8. Let’s change our code and apply Left Outer join by modifying below section and run the application again.
joinedDF = streamDF.join(staticDF, expr("""player = name"""), "left_outer")
query = joinedDF \
.writeStream \
.outputMode("append") \
.format("console") \
.start()
9. Let’s enter 2 inputs “virat” and “finch” this time and see the output. Below is the screenshot:
We see that this time, we have received output for “finch” as well but age and name fields are null due to Left Join.
Segment 6: Windows in Spark Streaming
In an application that process real-time events, it is common to perform some set-based computation (aggregation) or other operations on subsets of events that fall within some period of time. Since the concept of time is a fundamental necessity to complex event-processing systems, it is important to have a simple way to work with the time component of query logic in the system. Below are the 2 points which we should understand in refence of time:
- Event Time : It is the time when the record is generated at the source. It is generally represented as a column in the source data set.

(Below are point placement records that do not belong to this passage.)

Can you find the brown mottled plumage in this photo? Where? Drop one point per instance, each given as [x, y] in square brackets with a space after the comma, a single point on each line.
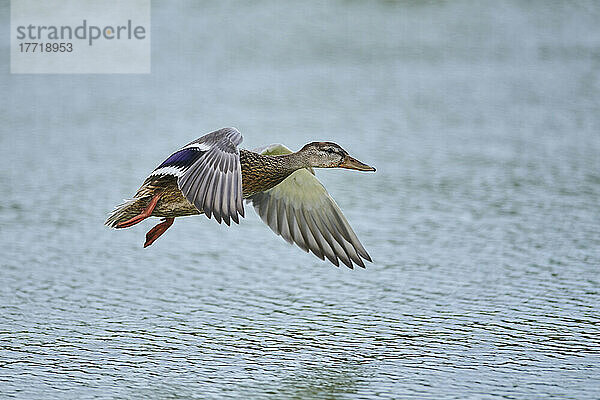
[259, 173]
[212, 176]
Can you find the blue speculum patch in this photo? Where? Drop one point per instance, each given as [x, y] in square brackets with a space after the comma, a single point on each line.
[181, 158]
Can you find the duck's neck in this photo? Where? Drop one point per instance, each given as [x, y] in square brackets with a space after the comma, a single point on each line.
[262, 172]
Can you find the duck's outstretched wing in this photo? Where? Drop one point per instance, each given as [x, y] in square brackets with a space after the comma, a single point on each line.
[302, 212]
[209, 174]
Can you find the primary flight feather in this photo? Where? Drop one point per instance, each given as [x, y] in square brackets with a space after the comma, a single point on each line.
[212, 176]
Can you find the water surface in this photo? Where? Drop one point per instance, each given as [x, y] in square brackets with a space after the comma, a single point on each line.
[482, 219]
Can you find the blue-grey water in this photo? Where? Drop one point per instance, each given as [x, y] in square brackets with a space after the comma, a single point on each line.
[483, 218]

- Processing Time : It is the time when the record arrives at the Spark processing layer. The difference between the event time and the processing time is due to various reasons such as publishing failures, distributed system lags, network delays and other such latencies. A window is nothing but a collection of records over a specific time period. There are 2 types windows in Spark Streaming:
- Tumbling Window : No two windows overlap.
- Sliding Window : Windows may or may not overlap.
The sliding duration in the former is equal to the window duration, which ensures that no two windows are overlapping. In the latter, the window duration is always a multiple of the sliding duration, thereby causing the overlap.
Let’s implement the window in our code and see the results.
1. Run the below command to create a file window_functions.py:
vi window_functions.py
2. Below is the complete code. Paste it to the above created file and save it. Here, we have created a schema with activity_type, activity_time and activity_count. Also, we set a window duration of 1 day, while our sliding duration is set to 1 hour. As we are using aggregations, we have changed our output mode to Complete.
from pyspark.sql import SparkSession
from pyspark.sql.functions import *
from pyspark.sql.types import *
spark = SparkSession \
.builder \
.appName("StructuredSocketRead") \
.getOrCreate()
spark.sparkContext.setLogLevel('WARN')
mySchema = StructType().add("activity_type", "string").add("activity_time","timestamp").add("activity_count","integer")
lines = spark \
.readStream \
.schema(mySchema) \
.json("data/")
windowDF = lines.groupBy(window("activity_time","1 day","1 hour")).sum("activity_count").alias("Events_Sum").orderBy(asc("window"))
query = windowDF \
.writeStream \
.outputMode("complete") \
.format("console") \
.option("truncate", "False") \
.option("numRows",200) \
.start()
query.awaitTermination()
3. Run the below command to create a log.json file:
vi log.json
4. Paste below json text in the above file and save it. This data represents a system log where activity_type shows CPU/Memory utilization, IO or network issue. The activity_time shows timestamp of the event happened and activity_count talks about total number of events happened on a particular timestamp.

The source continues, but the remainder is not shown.